The first NVMe mechanism that can be used to ensure data is durably written is the Flush command (Section 6.8). It writes everything in the write cache to non-volatile memory. More specifically, "The flush applies to all commands [...] completed by the controller prior to the submission of the Flush command" (Section 6.8). This means if you want a durable write, you need to submit the write, wait for it to complete, submit the flush, and wait for that to complete. If you submit writes after submitting the flush, but before it completes, they might also be flushed ("The controller may also flush additional data and/or metadata", section 6.8). Most importantly, if you issue a flush, and it fails in the middle, there is no guarantee about what writes might exist on disk. The disk could have any of the writes, with no relation to the order they were submitted or completed. It could also choose to return an error for all the ranges.

Force Unit Access (FUA)

The second mechanism to ensure durability is to set the Force Unit Access option on Write commands. This means that "the controller shall write that data and metadata, if any, to non-volatile media before indicating command completion" (Section 6.15 Figure 404). In other words, data written with a FUA write should survive power failures, and the write will not complete until that is true. Interestingly, you can also specify FUA on a Read command, which is a bit surprising. It forces the referenced data to be flushed to non-volatile media, before reading it (Section 6.9, Figure 374). This mean you can do a set of normal writes, then selectively flush a small portion of it by executing a FUA read of the data you want committed.

Disabling write caching

The last mechanism that may ensure durability is to explicitly disable the write cache. If an NVMe device has a volatile write cache, it must be controllable. This means you can disable it (Section 5.21.1.6). It appears to me that if the cache is disabled, then every write must not complete until it is written to non-volatile media, which should be equivalent to setting the FUA bit on every write. However, this is not clearly described in the specification, and I suspect this is rarely used.
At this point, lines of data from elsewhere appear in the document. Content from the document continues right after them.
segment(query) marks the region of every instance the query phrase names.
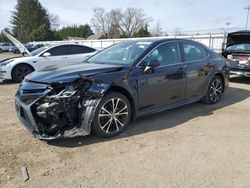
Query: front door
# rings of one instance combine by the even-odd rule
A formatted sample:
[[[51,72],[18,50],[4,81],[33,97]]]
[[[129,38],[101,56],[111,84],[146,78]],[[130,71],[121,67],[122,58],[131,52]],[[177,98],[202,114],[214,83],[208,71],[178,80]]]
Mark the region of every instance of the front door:
[[[145,72],[143,63],[157,60],[160,66]],[[180,62],[176,42],[166,42],[154,49],[140,64],[138,76],[139,107],[146,109],[182,100],[185,93],[185,65]]]
[[[44,56],[45,53],[49,53],[49,56]],[[39,57],[39,65],[37,70],[43,69],[49,66],[64,66],[69,65],[70,63],[70,49],[68,45],[56,46],[53,47]]]

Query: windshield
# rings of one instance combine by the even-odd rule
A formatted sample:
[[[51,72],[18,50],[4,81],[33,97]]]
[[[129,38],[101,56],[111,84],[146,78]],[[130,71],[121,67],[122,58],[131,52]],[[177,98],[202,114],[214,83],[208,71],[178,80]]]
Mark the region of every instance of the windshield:
[[[115,44],[88,59],[90,63],[131,64],[151,44],[151,42],[122,42]]]
[[[47,48],[48,47],[41,47],[41,48],[38,48],[38,49],[36,49],[36,50],[34,50],[34,51],[30,52],[30,53],[31,53],[32,56],[35,56],[35,55],[41,53],[42,51],[46,50]]]
[[[227,51],[230,52],[250,52],[250,44],[236,44],[229,46]]]

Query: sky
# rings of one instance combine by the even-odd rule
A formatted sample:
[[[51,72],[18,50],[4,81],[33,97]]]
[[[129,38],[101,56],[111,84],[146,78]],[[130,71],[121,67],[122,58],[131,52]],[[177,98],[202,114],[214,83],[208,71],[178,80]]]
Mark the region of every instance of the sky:
[[[246,25],[250,0],[40,0],[52,14],[60,18],[60,26],[91,24],[93,8],[142,8],[147,16],[153,18],[151,28],[159,22],[164,32],[218,31],[227,28],[243,29]],[[0,30],[10,27],[11,11],[16,0],[0,0]],[[250,29],[250,19],[249,19]]]

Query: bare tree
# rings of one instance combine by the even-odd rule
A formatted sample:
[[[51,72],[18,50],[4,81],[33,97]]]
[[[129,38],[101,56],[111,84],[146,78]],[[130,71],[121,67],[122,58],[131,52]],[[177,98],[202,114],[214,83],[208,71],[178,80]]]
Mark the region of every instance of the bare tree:
[[[96,32],[106,33],[109,37],[114,29],[131,37],[152,20],[145,15],[143,9],[137,8],[127,8],[125,11],[112,9],[110,12],[105,12],[103,8],[94,8],[93,11],[92,24]]]
[[[152,29],[152,33],[154,36],[159,37],[163,35],[163,29],[161,27],[161,23],[158,20],[155,27]]]
[[[121,30],[122,34],[131,37],[141,27],[147,25],[152,19],[146,17],[143,9],[127,8],[124,12],[116,10],[114,22]]]
[[[109,35],[109,31],[112,27],[112,20],[110,19],[110,13],[105,12],[104,8],[94,8],[91,21],[97,33]]]
[[[178,35],[181,35],[181,28],[176,27],[176,28],[174,29],[174,36],[178,36]]]
[[[49,21],[52,30],[57,30],[60,26],[60,18],[57,14],[49,13]]]

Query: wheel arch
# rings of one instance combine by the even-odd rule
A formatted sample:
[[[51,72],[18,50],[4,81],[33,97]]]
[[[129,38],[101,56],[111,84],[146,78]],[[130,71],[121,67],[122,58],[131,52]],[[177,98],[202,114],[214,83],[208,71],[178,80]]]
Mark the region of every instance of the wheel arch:
[[[12,78],[12,79],[13,79],[13,70],[14,70],[17,66],[19,66],[19,65],[26,65],[26,66],[29,66],[33,71],[35,71],[35,68],[34,68],[32,65],[28,64],[28,63],[25,63],[25,62],[23,62],[23,63],[18,63],[18,64],[16,64],[16,65],[14,65],[14,66],[12,67],[12,69],[11,69],[11,78]]]
[[[131,119],[135,120],[136,119],[135,101],[134,101],[132,95],[130,94],[130,92],[123,87],[115,86],[115,85],[111,85],[110,88],[108,89],[108,91],[116,91],[116,92],[123,94],[125,97],[127,97],[127,99],[130,102],[131,110],[132,110]]]
[[[225,90],[225,77],[224,77],[224,75],[220,72],[217,72],[214,74],[214,76],[218,76],[221,79],[221,81],[223,83],[222,92],[224,92],[224,90]]]

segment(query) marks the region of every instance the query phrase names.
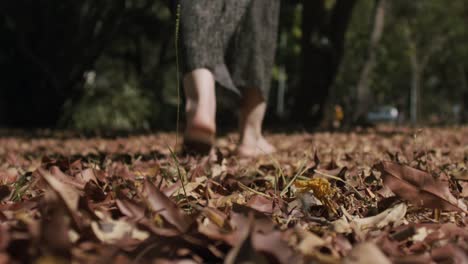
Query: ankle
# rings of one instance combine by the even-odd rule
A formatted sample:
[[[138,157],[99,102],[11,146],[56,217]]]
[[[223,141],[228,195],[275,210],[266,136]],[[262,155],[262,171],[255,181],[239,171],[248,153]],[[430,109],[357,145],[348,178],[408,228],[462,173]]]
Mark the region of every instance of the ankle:
[[[256,129],[255,126],[245,126],[242,128],[239,135],[240,145],[254,145],[262,138],[261,131]]]
[[[216,123],[214,118],[195,114],[192,118],[187,118],[186,133],[190,133],[192,131],[203,131],[206,133],[215,134],[216,133]]]
[[[213,74],[207,69],[197,69],[184,76],[186,96],[186,131],[216,130],[216,94]]]

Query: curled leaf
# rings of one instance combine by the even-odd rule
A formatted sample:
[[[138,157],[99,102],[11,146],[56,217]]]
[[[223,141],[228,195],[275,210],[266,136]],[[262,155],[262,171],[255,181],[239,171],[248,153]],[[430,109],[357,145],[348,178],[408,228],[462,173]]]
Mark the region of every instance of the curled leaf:
[[[141,231],[124,220],[106,219],[105,221],[92,222],[96,237],[102,242],[113,244],[125,239],[143,241],[149,237],[149,233]]]
[[[389,224],[398,225],[404,219],[407,208],[408,206],[405,203],[401,203],[375,216],[354,218],[353,222],[362,230],[383,228]]]
[[[63,199],[68,209],[70,211],[76,211],[78,209],[78,200],[80,199],[80,193],[78,190],[70,184],[61,182],[44,169],[39,169],[38,171],[42,178],[52,188],[52,190],[57,192],[60,198]]]
[[[372,243],[363,243],[351,250],[349,256],[347,256],[343,263],[345,264],[390,264],[392,263],[382,251]]]
[[[384,184],[399,197],[426,208],[466,212],[466,205],[450,193],[448,182],[393,162],[382,162],[378,167]]]
[[[142,198],[151,211],[160,214],[180,232],[186,232],[189,229],[192,223],[190,217],[148,180],[145,181]]]

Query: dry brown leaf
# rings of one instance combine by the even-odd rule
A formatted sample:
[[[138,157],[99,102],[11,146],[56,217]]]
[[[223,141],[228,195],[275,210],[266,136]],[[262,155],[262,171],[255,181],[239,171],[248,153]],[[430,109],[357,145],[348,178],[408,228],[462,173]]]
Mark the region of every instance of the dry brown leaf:
[[[450,173],[456,180],[468,181],[468,169],[459,169]]]
[[[216,208],[205,207],[202,210],[203,215],[219,228],[228,226],[227,216]]]
[[[97,172],[97,170],[95,170],[95,169],[87,168],[87,169],[77,173],[75,175],[75,177],[80,179],[80,181],[82,181],[84,183],[87,183],[89,181],[93,181],[93,182],[95,182],[97,184],[98,183],[98,178],[97,178],[98,173],[99,172]]]
[[[278,203],[261,195],[253,195],[246,205],[266,214],[273,214],[275,210],[279,209]]]
[[[382,213],[359,218],[357,216],[352,216],[346,211],[346,209],[341,208],[343,211],[343,217],[334,221],[332,226],[337,233],[351,233],[354,228],[357,230],[369,230],[369,229],[380,229],[384,228],[390,224],[398,226],[404,220],[406,215],[407,205],[404,203],[398,204],[392,208],[389,208]],[[356,229],[354,229],[356,230]]]
[[[180,232],[184,233],[189,229],[192,224],[191,218],[148,180],[145,181],[141,196],[151,211],[162,215]]]
[[[127,199],[117,199],[115,202],[122,214],[136,221],[142,219],[145,216],[145,209],[132,201]]]
[[[378,246],[394,263],[464,263],[468,219],[462,210],[442,212],[435,223],[419,200],[405,214],[405,206],[397,204],[408,199],[384,187],[398,181],[409,185],[403,192],[411,190],[417,199],[432,195],[436,203],[452,200],[444,192],[434,194],[434,188],[466,196],[468,128],[428,131],[418,134],[418,142],[427,142],[424,149],[413,144],[414,130],[407,128],[276,134],[269,136],[273,144],[288,145],[273,157],[243,160],[232,155],[237,139],[222,136],[229,146],[217,144],[216,160],[178,157],[177,166],[187,172],[188,199],[167,150],[175,143],[174,133],[117,139],[0,137],[0,263],[222,263],[233,248],[239,250],[232,262],[255,262],[255,257],[242,258],[253,254],[269,263],[338,264],[355,248],[355,256],[370,256],[376,263],[382,255],[356,253],[360,243]],[[371,168],[388,152],[396,153],[391,157],[399,163],[443,173],[428,178],[436,182],[433,189],[427,179],[426,185],[414,181],[415,175],[387,175],[390,180],[382,184],[382,173]],[[306,171],[296,176],[303,166]],[[39,168],[50,175],[41,175]],[[338,188],[334,181],[328,185],[334,177],[329,174],[349,186],[339,180]],[[308,191],[292,196],[294,183],[304,183]],[[327,187],[336,192],[330,195]],[[287,195],[278,197],[273,189]],[[45,199],[51,194],[54,199]],[[348,218],[333,222],[340,206]],[[396,226],[401,222],[407,225]]]
[[[10,188],[6,185],[0,185],[0,202],[10,196]]]
[[[401,224],[404,219],[407,208],[408,206],[406,204],[401,203],[375,216],[366,218],[352,217],[352,222],[354,222],[361,230],[383,228],[390,224],[397,226]]]
[[[50,167],[50,174],[52,176],[54,176],[57,180],[67,184],[67,185],[71,185],[79,190],[82,190],[85,186],[85,182],[82,182],[80,179],[78,178],[75,178],[75,177],[71,177],[65,173],[63,173],[63,171],[60,170],[59,167],[57,166],[52,166]]]
[[[372,243],[360,244],[351,250],[344,264],[391,264],[392,262]]]
[[[224,264],[267,264],[268,260],[255,251],[252,242],[252,225],[244,227],[239,243],[229,251]]]
[[[463,198],[467,198],[468,197],[468,182],[460,182],[459,184],[462,187],[460,196]]]
[[[40,211],[43,216],[40,223],[41,247],[48,254],[69,257],[72,242],[67,208],[55,192],[49,191],[41,201]]]
[[[436,263],[468,263],[468,253],[466,249],[448,244],[432,250],[431,257]]]
[[[326,243],[325,240],[312,232],[300,230],[299,234],[302,240],[297,246],[297,249],[305,256],[314,256],[317,247],[321,247]]]
[[[382,162],[379,169],[384,184],[415,205],[466,212],[466,205],[450,193],[448,183],[435,179],[427,172],[392,162]]]
[[[78,200],[80,199],[80,193],[78,190],[71,185],[57,180],[52,174],[44,169],[39,169],[38,172],[52,190],[60,195],[70,211],[74,212],[78,209]]]
[[[99,212],[96,214],[100,215]],[[143,241],[149,237],[148,232],[139,230],[123,219],[102,218],[100,221],[93,221],[91,228],[96,237],[104,243],[114,244],[126,239]]]

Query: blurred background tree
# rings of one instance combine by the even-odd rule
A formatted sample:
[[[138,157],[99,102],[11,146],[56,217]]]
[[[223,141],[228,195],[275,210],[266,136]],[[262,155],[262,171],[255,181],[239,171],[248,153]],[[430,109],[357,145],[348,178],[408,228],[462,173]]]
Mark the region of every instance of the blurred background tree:
[[[314,127],[338,104],[350,124],[382,105],[457,122],[467,22],[465,0],[284,0],[270,120]],[[2,1],[0,126],[175,127],[173,37],[165,0]]]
Devices with power loss protection

Finally, it is worth pointing out that some disks provide "power loss protection." This means the device has been designed to complete any in-flight writes when power is lost. This can be implemented by providing backup power with a supercapacitor or battery that is used to flush the cache. In theory, these devices should show that they do not have volatile write cache, so software could detect that and just use normal writes. However, these devices should ideally also treat FUA writes the same as non-FUA writes, and ignore cache flushes. As a result, I think it is best to design software for disks that have caches, since it can then work with any storage device. If you are using a device with power loss protection, you should still get better performance and some additional protection from failures.